PARIS (AP) -- Depuis 2002, les coups de butoir des libéraux
de la majorité ont conduit les gouvernements à accepter
plusieurs aménagements de l'ISF au nom de la lutte contre les
délocalisations et le chômage. Le budget 2006, dont les députés
entament l'examen mardi, ne fait pas exception puisque, outre le
"bouclier fiscal", un amendement UMP sur la détention d'actions
devrait être adopté.
Sous le gouvernement Raffarin, l'ISF a déjà fait l'objet de
retouches. En juillet 2003, le Parlement a ainsi adopté des
allégements ciblés dans le cadre de la loi Dutreil sur
l'initiative économique, au nom de l'attractivité du territoire.
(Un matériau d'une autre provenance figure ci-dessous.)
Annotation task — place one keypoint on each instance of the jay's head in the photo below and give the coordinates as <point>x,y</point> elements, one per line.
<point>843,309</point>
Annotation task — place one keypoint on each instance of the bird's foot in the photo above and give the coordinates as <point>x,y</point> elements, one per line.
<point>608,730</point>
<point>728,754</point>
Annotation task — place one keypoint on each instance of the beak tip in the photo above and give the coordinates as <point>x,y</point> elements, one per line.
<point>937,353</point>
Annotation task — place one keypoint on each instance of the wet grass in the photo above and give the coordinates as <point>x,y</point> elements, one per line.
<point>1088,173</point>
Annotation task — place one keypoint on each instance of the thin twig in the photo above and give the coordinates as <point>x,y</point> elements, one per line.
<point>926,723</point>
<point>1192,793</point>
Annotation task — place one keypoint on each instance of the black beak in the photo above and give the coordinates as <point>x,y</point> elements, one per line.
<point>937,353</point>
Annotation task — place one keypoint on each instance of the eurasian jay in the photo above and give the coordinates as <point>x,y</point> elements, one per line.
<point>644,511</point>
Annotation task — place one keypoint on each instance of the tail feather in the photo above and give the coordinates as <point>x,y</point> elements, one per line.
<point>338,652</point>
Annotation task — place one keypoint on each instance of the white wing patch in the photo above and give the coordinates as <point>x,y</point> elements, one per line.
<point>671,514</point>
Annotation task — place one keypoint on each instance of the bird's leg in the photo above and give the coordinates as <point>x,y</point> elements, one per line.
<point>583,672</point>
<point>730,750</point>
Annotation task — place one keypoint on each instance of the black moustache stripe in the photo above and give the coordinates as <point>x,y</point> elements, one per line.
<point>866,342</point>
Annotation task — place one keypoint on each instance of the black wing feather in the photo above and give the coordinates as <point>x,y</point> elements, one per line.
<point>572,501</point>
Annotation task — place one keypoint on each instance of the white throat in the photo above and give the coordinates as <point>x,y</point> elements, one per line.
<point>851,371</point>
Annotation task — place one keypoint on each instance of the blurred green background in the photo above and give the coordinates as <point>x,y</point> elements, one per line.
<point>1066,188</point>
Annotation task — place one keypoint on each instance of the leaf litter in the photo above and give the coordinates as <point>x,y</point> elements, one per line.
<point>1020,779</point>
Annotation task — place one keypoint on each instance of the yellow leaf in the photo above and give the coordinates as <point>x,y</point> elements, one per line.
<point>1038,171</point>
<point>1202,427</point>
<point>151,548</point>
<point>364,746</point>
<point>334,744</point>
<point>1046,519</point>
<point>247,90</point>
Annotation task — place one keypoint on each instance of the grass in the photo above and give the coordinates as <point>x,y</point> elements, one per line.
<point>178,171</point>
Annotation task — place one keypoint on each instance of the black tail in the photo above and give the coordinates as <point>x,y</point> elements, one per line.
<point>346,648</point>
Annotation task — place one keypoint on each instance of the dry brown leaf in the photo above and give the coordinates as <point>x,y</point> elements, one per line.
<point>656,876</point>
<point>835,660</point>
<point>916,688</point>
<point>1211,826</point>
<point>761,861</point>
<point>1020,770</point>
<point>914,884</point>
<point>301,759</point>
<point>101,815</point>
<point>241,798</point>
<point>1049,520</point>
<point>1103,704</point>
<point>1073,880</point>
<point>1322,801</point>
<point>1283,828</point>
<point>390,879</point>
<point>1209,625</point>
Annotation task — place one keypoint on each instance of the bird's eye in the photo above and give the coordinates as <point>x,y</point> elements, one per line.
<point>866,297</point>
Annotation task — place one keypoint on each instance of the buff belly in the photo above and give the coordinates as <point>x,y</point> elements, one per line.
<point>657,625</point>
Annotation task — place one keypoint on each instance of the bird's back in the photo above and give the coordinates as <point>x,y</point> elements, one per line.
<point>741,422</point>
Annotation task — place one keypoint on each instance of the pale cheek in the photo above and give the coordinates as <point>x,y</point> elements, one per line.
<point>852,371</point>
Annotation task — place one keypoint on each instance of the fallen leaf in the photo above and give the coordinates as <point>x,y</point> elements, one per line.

Leur montant, selon le Syndicat national
unifié des impôts: 85 millions d'euros.
Le budget 2005 a ensuite décidé d'indexer chaque année le
barème de l'ISF sur l'inflation, comme pour les autres impôts.
Ce barème n'avait pas été révisé depuis 1997, ce qui happait
mécaniquement certains contribuables dans l'ISF, en raison
notamment de la flambée des prix de l'immobilier. Coût, selon le
SNUI: 32 millions.
Entre 1996 et 2003, le nombre de redevables de l'ISF a
progressé de 71% (de 173.630 à 296.800) et son produit de 55%.
Il devrait rapporter à l'Etat la bagatelle de 2,8 milliards
d'euros en 2005.
Alors ministre de l'Economie, Nicolas Sarkozy avait rejeté
deux amendements au budget 2005 relevant le seuil d'entrée dans
l'ISF à 800.000 euros (contre 732.000 actuellement) et portant
de 20 à 30% l'abattement d'ISF sur la valeur de la résidence
principale. Il s'était toutefois engagé à mettre à l'étude une
exonération des investissements dans les PME et un retour au
"plafonnement" des impôts (dont ISF) à 85% des revenus. Cette
dernière mesure avait été instituée en 1991 par le gouvernement
Rocard et supprimée par la droite en 1996.
Quant au gouvernement Villepin, il a certes répété que la
refonte de cet impôt hautement symbolique n'est pas sa
"priorité", il s'est ouvertement inquiété à plusieurs reprises
de ses effets pervers sur l'emploi. Le 11 juillet, face à une
nouvelle fronde de la majorité, Matignon a commandé à Bercy une
"évaluation" du système fiscal "au regard de la priorité de
l'emploi". Le 14 juillet, Jacques Chirac a évoqué le "problème"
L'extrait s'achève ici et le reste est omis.